In June-July 2003, the Forum and the Pew Research Center for The People & The Press conducted a joint nationwide survey of Americans' views on religion, politics, and public policy. Concerning Israel, people were asked...
whether they sympathized more with Israel or the Palestinians in their longstanding dispute;
whether religious beliefs or other factors had the biggest influence on their thinking on this issue;
whether they believed God gave the land that is now Israel to the Jewish people;
whether they believed the state of Israel fulfills the biblical prophecy about Jesus' second coming.
Compared to other Americans, the survey found that white evangelical Protestants were...
significantly more sympathetic to Israel than to the Palestinians - 55% sympathized more with Israel,
only 6% with the Palestinians (versus 41% and 13%, respectively, of all those surveyed).
significantly more likely to say that religious beliefs were the single biggest influence in leading them to sympathize more with Israel - 46% versus 26% of all those surveyed.
significantly more likely to believe that God gave the land of Israel to the Jews - 72% versus 44% of all those surveyed.
significantly more likely to believe that Israel fulfills the biblical prophecy about Jesus' second coming - 63% versus 36% of all those surveyed.
More recently, in March-May 2004, the Pew Forum on Religion & Public Life sponsored a nationwide survey in which people were asked: "Should the U.S. support Israel over the Palestinians?" Unlike the questions in the 2003 survey, this one specifically asked Americans what they think about U.S. policy towards Israel and the Palestinians. The complete results are provided in the table below.

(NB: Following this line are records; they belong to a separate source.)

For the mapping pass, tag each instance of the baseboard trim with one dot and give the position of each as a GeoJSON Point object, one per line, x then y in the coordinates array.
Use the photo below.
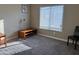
{"type": "Point", "coordinates": [65, 40]}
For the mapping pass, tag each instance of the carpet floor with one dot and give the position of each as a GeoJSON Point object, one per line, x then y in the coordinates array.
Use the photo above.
{"type": "Point", "coordinates": [47, 46]}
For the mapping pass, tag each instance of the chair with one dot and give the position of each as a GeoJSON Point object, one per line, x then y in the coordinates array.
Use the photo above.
{"type": "Point", "coordinates": [74, 37]}
{"type": "Point", "coordinates": [3, 39]}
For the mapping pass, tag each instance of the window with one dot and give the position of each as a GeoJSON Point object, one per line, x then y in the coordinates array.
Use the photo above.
{"type": "Point", "coordinates": [51, 17]}
{"type": "Point", "coordinates": [2, 26]}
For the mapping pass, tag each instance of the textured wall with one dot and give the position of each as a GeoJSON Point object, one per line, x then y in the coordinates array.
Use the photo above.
{"type": "Point", "coordinates": [12, 17]}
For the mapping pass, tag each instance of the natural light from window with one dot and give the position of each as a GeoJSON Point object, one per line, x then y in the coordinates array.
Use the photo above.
{"type": "Point", "coordinates": [51, 17]}
{"type": "Point", "coordinates": [2, 26]}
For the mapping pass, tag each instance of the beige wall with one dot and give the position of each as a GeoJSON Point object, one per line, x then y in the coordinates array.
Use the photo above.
{"type": "Point", "coordinates": [70, 20]}
{"type": "Point", "coordinates": [12, 16]}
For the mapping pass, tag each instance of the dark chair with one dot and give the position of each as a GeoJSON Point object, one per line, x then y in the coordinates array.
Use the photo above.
{"type": "Point", "coordinates": [74, 37]}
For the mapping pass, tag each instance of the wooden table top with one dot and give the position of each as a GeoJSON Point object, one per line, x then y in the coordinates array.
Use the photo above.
{"type": "Point", "coordinates": [1, 35]}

As the table indicates, Americans overall were fairly evenly divided as to whether the U.S. should support Israel over the Palestinians: 35% agreed, while 38% disagreed, with 27% expressing no opinion.
If anything, slightly more Americans believe that the U.S. should not support Israel over the Palestinians than believe that it should.

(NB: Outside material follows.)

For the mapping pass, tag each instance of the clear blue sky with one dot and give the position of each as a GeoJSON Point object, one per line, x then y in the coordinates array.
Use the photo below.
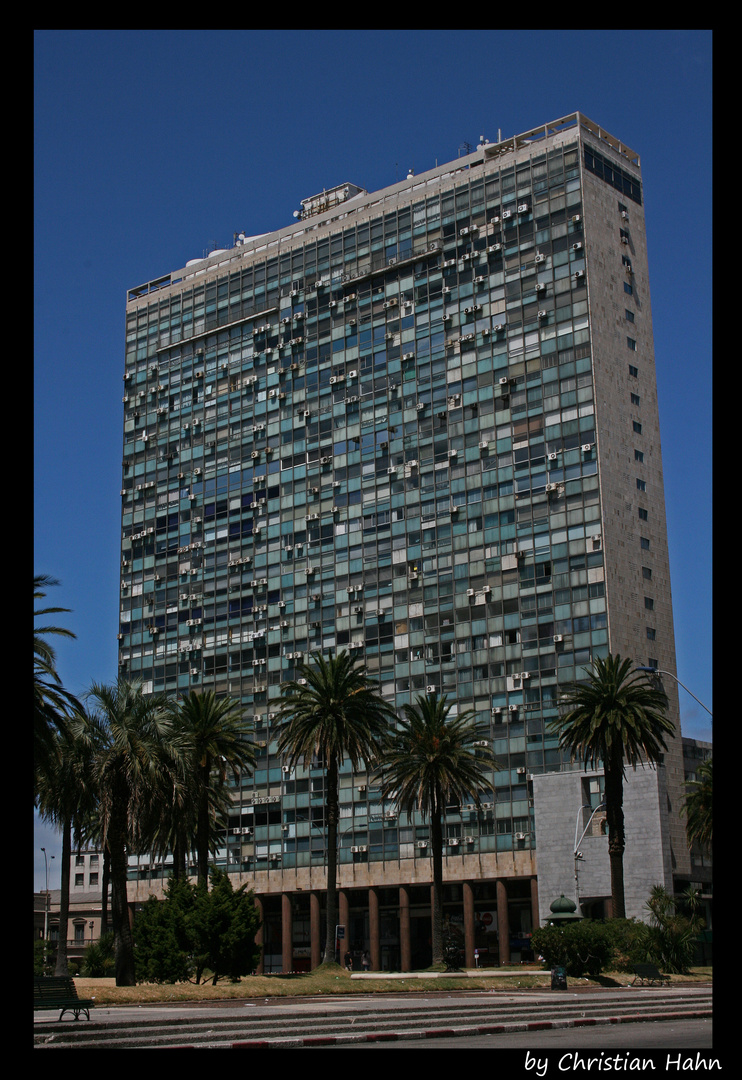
{"type": "Point", "coordinates": [154, 146]}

As one would expect from the 2003 survey results, the picture is dramatically different for white evangelical Protestants. Overall, more than twice as many white evangelicals agreed that the U.S. should support Israel over the Palestinians than disagreed: 52% agreed, while 25% disagreed, with 23% expressing no opinion.
The survey also found that "traditionalist" evangelicals - who are characterized by a high level of orthodox belief and a high level of church attendance, and who are the largest subgroup of evangelicals - are even more likely to agree that U.S. policy should tilt towards Israel: 64% agreed, while 18% disagreed, with 18% expressing no opinion. (According to a post-election analysis sponsored by the Pew Forum, "traditionalist" evangelicals provided Bush with 27% of his vote total in 2004.)
Pew Forum-sponsored surveys show that, between 2000 and 2004, evangelicals showed the greatest increase in support for Israel of any religious group: up 14% since 2000, to 52%.
The survey found that white evangelicals are virtually the mirror opposite of "secular" Americans in their attitudes towards Israel: only 23% of seculars agree that the U.S. should support Israel over the Palestinians, while 51% disagree, with 26% expressing no opinion.